Take heed from these wise words!
"Resolve to be a master of change rather than a victim of change."
Many biscuit loving people would love to be in your position, you have a gift. What other man could hold and captivate the ear of a biscuit lover? No politician or monarch, or even religious leader could claim to be first and foremost a biscuit ambassador. You have demonstrated and communicated to the everyday person your bond with the biscuit and yet, on this occasion I feel that your grief and heartache, at the demise of the biscuit related receptacle has clouded, nay overcome your judgement.
As Jesse Jackson, a long time biscuit lover once said:
"Tears will get you sympathy; sweat will get you change."
No-one has ever said that having a nicecupofteaandasitdown would be easy? Modern life is geared towards change and progress, both bitter enemies to the barrel lover, I can tell you! Like it or not we are faced with a problem. At the current rate of decline the biscuit barrel has become the most endangered of household items. It has overtaken even the most anachronistic of everyday items, such as the tea strainer (often found in period dramas and daytime programmes such as Bargain hunt (see local listings for details)), to become the number one article of decline.

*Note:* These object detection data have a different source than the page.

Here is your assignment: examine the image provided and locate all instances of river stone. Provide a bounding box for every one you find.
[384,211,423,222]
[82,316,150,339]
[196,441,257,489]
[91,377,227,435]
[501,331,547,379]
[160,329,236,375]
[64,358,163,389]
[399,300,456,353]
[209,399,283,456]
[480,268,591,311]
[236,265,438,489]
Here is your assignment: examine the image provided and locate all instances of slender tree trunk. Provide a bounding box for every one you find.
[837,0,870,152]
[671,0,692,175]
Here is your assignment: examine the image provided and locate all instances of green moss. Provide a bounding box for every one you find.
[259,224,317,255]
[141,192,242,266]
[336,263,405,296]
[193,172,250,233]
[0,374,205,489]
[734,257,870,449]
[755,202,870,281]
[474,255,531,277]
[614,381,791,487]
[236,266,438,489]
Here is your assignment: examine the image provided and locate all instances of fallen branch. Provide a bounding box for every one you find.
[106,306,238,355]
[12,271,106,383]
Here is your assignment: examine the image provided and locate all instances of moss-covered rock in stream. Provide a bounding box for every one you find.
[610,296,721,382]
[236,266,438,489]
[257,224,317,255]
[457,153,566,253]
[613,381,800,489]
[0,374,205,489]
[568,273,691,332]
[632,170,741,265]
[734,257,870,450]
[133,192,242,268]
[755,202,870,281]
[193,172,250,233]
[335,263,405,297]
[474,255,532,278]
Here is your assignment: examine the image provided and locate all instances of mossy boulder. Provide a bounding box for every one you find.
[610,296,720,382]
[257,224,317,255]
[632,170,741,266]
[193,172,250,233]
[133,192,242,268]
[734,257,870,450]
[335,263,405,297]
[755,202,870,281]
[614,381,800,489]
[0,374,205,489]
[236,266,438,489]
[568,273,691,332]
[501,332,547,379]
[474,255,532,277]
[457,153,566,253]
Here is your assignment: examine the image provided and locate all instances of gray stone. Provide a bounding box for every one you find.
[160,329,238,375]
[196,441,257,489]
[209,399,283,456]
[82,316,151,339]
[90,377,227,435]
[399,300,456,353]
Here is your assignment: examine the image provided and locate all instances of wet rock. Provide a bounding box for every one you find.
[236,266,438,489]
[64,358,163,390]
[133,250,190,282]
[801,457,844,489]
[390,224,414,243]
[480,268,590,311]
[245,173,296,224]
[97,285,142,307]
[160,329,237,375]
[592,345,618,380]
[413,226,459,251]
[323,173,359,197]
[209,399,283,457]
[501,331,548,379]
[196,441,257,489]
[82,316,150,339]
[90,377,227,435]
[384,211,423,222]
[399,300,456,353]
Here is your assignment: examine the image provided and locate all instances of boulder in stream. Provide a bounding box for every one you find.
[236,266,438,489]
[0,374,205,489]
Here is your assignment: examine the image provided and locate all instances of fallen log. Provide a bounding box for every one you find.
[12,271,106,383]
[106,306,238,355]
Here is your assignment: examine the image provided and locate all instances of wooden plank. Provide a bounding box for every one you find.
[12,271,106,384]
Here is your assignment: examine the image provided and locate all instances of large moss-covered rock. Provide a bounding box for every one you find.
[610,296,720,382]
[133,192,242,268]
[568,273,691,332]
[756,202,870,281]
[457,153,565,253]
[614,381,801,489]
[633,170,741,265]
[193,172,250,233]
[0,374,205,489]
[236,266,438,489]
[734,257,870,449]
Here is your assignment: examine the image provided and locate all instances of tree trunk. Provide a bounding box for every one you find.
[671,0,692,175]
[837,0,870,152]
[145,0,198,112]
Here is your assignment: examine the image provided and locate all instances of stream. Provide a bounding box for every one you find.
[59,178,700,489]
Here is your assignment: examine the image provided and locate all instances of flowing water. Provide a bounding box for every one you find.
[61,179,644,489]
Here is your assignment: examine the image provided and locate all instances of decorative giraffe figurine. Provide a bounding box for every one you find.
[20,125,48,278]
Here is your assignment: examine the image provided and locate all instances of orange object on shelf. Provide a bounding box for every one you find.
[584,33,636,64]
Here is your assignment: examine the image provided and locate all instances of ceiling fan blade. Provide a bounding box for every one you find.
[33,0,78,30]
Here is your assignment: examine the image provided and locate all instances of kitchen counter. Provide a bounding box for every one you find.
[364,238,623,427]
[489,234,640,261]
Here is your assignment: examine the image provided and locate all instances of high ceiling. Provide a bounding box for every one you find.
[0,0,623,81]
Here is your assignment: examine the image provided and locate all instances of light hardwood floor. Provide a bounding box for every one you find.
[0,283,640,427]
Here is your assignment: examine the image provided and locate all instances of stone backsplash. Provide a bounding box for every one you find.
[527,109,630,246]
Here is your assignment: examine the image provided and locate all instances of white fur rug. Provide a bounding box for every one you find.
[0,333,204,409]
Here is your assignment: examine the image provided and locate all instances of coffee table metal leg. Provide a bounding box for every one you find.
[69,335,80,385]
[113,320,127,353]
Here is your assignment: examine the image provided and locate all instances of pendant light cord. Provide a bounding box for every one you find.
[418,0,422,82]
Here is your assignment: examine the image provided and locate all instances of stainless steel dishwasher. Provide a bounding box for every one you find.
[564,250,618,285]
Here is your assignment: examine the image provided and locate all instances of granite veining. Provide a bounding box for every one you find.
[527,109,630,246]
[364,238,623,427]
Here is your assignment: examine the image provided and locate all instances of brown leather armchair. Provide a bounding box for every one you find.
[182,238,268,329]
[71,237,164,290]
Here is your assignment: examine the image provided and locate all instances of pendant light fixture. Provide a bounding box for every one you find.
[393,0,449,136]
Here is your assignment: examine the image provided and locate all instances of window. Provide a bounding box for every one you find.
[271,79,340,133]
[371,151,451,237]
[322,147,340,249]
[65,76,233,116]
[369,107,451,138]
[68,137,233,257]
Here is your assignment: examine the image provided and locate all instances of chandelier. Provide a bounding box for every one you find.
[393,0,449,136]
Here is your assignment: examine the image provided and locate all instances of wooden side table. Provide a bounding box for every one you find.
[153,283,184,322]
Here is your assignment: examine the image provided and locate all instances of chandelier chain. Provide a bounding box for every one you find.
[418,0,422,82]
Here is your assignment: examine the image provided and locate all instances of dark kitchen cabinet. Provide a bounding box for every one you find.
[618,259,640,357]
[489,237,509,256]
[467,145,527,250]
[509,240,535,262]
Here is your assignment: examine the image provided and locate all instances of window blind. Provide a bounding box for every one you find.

Environmental factors are partly to blame, the kitchen environment is changing. The tasteful brown barrel, which used to go so well with the brown tiles (with the leaf relief on them) is an abhorrence in the chrome and Ikea 21st Century kitchens. Brown tiles have made way for funky MDF Designs pioneered by such angels of destruction as Linda Barker. As a result many barrels are barren, empty vessels consigned to the back of some silver painted cupboard, along with the lemon juicer and the salad spinner .These factors have caused barrels to decline ten fold in the latter part of the 1980's (*W.H.O. report 1994) . If the exponential decrease of the barrels continues, the last barrel to exist will be melted down (to provide metal reserves for the mass production of the newly re-discovered and highly fashionable tea strainer) on the 27 April 2013.
This does not have to be.
Resolve to be a master of change. Set the production lines! Produce a new biscuit tin of startling and revolutionary design, that still fulfils the vital function of a traditional biscuit vesicle. Use your design skills and your position to woo the general public to again embrace and covet the biscuit tin. It can be done. You are the one to do it. Soon everyone will want a bite of the biscuit and new tins will appear everywhere. Linda (slag to fashion) Barker will be obliged to extol the virtues of "this realllly funky biscuit tin thingy" and it would all be because of you.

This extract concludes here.